Chicão tirou uma pistola da cintura , deu um tiro na cabeça do idiota e saiu andando. Pegou o celular, chamou a rapaziada para uma reunião na casa dele imediatamente. Enquanto isso, o resto da turma dava um jeito de sumir com o corpo o mais rápido possível. Tacaram no porta-malas do carro do Contador, o Marinho pegou a moto e os dois foram pro mirante e esconderam o carro com um monte de pedaço de árvore da área e voltaram pra reunião. Chegando lá, todos os membros da empresa estavam presente. Eles se dividiram uns anos atrás, indo um terço pro sul, outro ficou ali no centro e outro na zona oeste da cidade, então eles começaram a ganhar muito mais dinheiro e problemas. Chicão é um dos fundadores e sempre se referia a aquilo (na época era apenas uma maneira que os três encontram de ganhar dinheiro) como "empresa", então hoje todo mundo fala desse jeito.
-Já tá toda a macacada reunida, vamo começar essa parada. Vocês sabem que aqui no centro a gente ficou no meio de dois bando de safado; um deles, o do Tenório, resolveu começar uma treta. Dessa vez eu não quero deixar nada pra esses filhos da puta se levantar depois, vamo acabar com esses cara pra sempre. Cada região vai voltar pro seu abrigo , reunir os canhão e voltar pra cá depois de amanhã às duas da manhã pra gente já começar.
-Então é isso memo, vamo reinar nessa cidade que é nossa.
Terminado tudo, cada terço da empresa foi pro seu devido lugar tomar as providências necessárias, afinal eles iriam precisar de muitas armas e em dois dias fica difícil comprar tanto poder de fogo suficiente pra não deixar ninguém desarmado no conflito.
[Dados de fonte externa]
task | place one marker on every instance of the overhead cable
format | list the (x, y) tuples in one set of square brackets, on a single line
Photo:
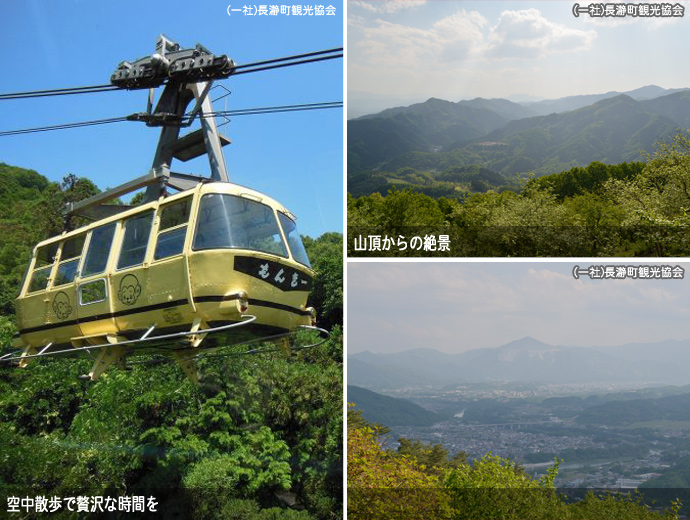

Já estavam abrindo o Bar às nove esta noite. Matias, o dono do estabelecimento, achou que seria interessante fazer uma festa de arrecadação para a casa do Pitu, afinal todos gostavam de curtir sempre que rolava a barulheira que ele costumava fazer naquela casa velha. Carlos já estava a caminho com a galera da ONG, sempre fiel a qualquer coisa que envolvesse o aquele bar ou os Libertários, a banda do Carlos. Já que haverá uma vaquinha pro Pitu, todos fizeram questão de convidar (obrigar) todos os conhecidos pra festa porque ficar sem a casa do barulho não dá. O Pessoal quer arrumar rapidinho o destruição causada pelo fogo e começar a tocar logo.
Outra banda que gosta do Bar e já está chegando é a do Caio, Obrigado,não! Na verdade, as duas tem muito em comum, já que seus respectivos fundadores começaram juntos há dez anos atrás, tocando nos festivais de faculdade. O terceiro integrante do grupo, infelizmente sofreu um terrível acidente de para-quedas.


 Esse cara era um pouco exagerado com a dosagem de adrenalina diária. Além de tocar, gostava mesmo era de experiências extremamente radicais, tipo pular do prédio com para-quedas, aliás tudo que fosse relacionado a voar (principalmente se não tivesse motor ou asas envolvidos) era com ele mesmo. O dia de sua morte, não foi diferente até quase no final. Bruno resolveu que ia fazer o pulo. Se tratava de um salto a dois mil metros de altitude de bermuda e meia. Seu companheiro de loucuras, pularia em seguida, filmando tudo. Bruno pularia sem equipamento algum, dependendo exclusivamente do para-quedas de Jonas para sua freada antes de se esborrachar no chão. Bem, os dois pularam, um de frente pro outro, descendo a mais de 100km/h, com os braços bem abertos para não acelerar muito, Jonas olhou para Bruno, deu o sinal combinado para que eles se juntassem de maneira que se abraçariam e Jonas puxaria o para-quedas. Porém, Bruno, com um sorriso de orelha a orelha, foi se afastando de Jonas com uma decisão no olhar que deixou Jonas arrepiado sem saber como fazer para pegar o companheiro que se distanciava cada vez mais da única possibilidade de desacelerar.


 "Acho que não tinha mais o que ser feito para que ele pudesse sentir o barato, aquela queda era o grau máximo de prazer que ele só poderia sentir se fosse até o fim, aquilo não poderia ser parado." Palavras de Jonas na sua entrevista dada para tentar explicar o ocorrido. Segundo ele até hoje sonha com o momento que teve que decidir puxar o para-quedas e se separar do cara que representava tudo  na vida dele desde que eram crianças. Cresceram como irmãos, Jonas nunca teve pais ou qualquer parente que fosse, então os pais de Bruno adotou Jonas quando ele tinha 10 anos.